Das Projekt Care + Repair weiß, dass Reparieren und Sorgetragen langfristiges Arbeiten für die Zukunft bedeutet. Deshalb setzen die Kuratorinnen Angelika Fitz und Elke Krasny beginnend mit 2017 über einen Zeitraum von drei Jahren auf neue Formen von Austausch, Zusammenarbeit und Forschung mit dem Ziel, erstmals eine zeitgenössische Care + Repair Perspektive in Architektur und Urbanismus zu entwickeln.
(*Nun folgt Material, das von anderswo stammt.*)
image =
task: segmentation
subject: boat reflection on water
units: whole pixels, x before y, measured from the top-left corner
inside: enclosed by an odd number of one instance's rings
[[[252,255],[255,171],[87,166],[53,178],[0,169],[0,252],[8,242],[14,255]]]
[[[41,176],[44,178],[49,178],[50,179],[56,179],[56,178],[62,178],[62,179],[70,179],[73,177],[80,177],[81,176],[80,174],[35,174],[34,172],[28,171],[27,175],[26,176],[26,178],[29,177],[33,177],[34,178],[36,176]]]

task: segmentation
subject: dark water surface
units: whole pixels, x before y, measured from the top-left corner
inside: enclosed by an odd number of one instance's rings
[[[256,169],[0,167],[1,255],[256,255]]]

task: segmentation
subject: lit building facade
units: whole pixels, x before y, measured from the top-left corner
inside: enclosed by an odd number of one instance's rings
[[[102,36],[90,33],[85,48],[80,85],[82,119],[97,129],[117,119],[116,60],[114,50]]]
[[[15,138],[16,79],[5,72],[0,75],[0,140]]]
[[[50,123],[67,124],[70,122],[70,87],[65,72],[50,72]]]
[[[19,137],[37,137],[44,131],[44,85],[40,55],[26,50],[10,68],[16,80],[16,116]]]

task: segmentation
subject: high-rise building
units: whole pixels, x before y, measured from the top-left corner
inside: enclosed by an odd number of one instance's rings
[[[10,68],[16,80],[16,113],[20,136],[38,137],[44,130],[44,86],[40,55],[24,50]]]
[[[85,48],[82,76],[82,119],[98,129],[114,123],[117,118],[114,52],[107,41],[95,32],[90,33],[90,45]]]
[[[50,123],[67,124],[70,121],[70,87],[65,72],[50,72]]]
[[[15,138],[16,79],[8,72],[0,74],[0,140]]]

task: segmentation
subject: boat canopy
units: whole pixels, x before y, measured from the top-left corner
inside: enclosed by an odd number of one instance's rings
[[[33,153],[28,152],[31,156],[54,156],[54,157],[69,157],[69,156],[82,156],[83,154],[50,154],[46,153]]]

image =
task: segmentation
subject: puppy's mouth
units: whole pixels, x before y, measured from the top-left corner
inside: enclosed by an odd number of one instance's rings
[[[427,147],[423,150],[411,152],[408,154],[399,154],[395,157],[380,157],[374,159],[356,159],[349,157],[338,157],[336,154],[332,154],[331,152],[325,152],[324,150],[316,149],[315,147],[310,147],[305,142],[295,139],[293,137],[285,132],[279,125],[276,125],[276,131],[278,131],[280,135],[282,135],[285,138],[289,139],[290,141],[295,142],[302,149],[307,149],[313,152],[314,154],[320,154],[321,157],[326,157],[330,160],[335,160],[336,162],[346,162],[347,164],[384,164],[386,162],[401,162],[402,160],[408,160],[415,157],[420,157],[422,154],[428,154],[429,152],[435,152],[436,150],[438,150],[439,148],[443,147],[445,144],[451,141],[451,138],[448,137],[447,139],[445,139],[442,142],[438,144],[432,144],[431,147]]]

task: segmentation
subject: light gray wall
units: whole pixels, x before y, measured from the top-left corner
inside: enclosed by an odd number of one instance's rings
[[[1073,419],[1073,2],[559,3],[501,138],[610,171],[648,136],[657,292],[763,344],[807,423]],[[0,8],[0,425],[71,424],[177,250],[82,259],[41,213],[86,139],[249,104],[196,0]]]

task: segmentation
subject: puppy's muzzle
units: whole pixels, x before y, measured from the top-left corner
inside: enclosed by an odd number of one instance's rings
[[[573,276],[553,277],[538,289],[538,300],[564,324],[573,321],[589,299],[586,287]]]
Kuratorinnen: Angelika Fitz, Elke Krasny

Care + Repair Architekturteam

  • a-works – Cristian Stefanescu | Bergen
  • GABU Heindl Architektur | Wien
  • Zissis Kotionis und Phoebe Giannisi | Volos
  • Rotor | Brüssel
  • Meike Schalk | Stockholm
  • Rosario Talevi | Berlin

Lokale Expert*innen und Initiativen

u.a. Zuzana Ernst/Brunnenpassage, Can Gülcü, Martin Riesing, Hansel Sato, Beatrice Stude/IG Lebenswerter Nordbahnhof & stape og planning consultancy, Integrationshaus, Akademie der bildenden Künste Wien/Institut für das künstlerische Lehramt/Fachbereich Kunst und Bildung/Elke Krasny und Siglinde Lang, Universität für angewandte Kunst Wien/Masterstudium Social Design/Brigitte Felderer, TU Wien/design.build studio/Peter Fattinger

Drawing in Residence: studio ASYNCHROME

Care + Repair Highlights 2017

21.06.–31.07.2017: öffentlicher Arbeitsraum mit wachsender Ausstellung, Touren, Diskussionen, Sprechstunden mit den Architekturteams, Workshops für Erwachsene, Kinder und Jugendliche, u.v.m.

30.06.2017: Symposium

9.07.2017: Zwischenbericht zu Care + Repair Prototypen

Care + Repair ist Teil des dreijährigen Forschungsprojektes Mischung: Nordbahnhof mit folgenden Projektpartner*innen: Abteilung Wohnbau und Entwerfen und Fachbereich Soziologie der TU Wien (Lead), Architekturzentrum Wien, Erste gemeinnützige Wohnungsgesellschaft Heimstätte, STUDIOVLAY, imGrätzl.at. Dieses Projekt wird aus Mitteln des Klima- und Energiefonds gefördert und im Rahmen der Smart-Cities-Initiative durchgeführt.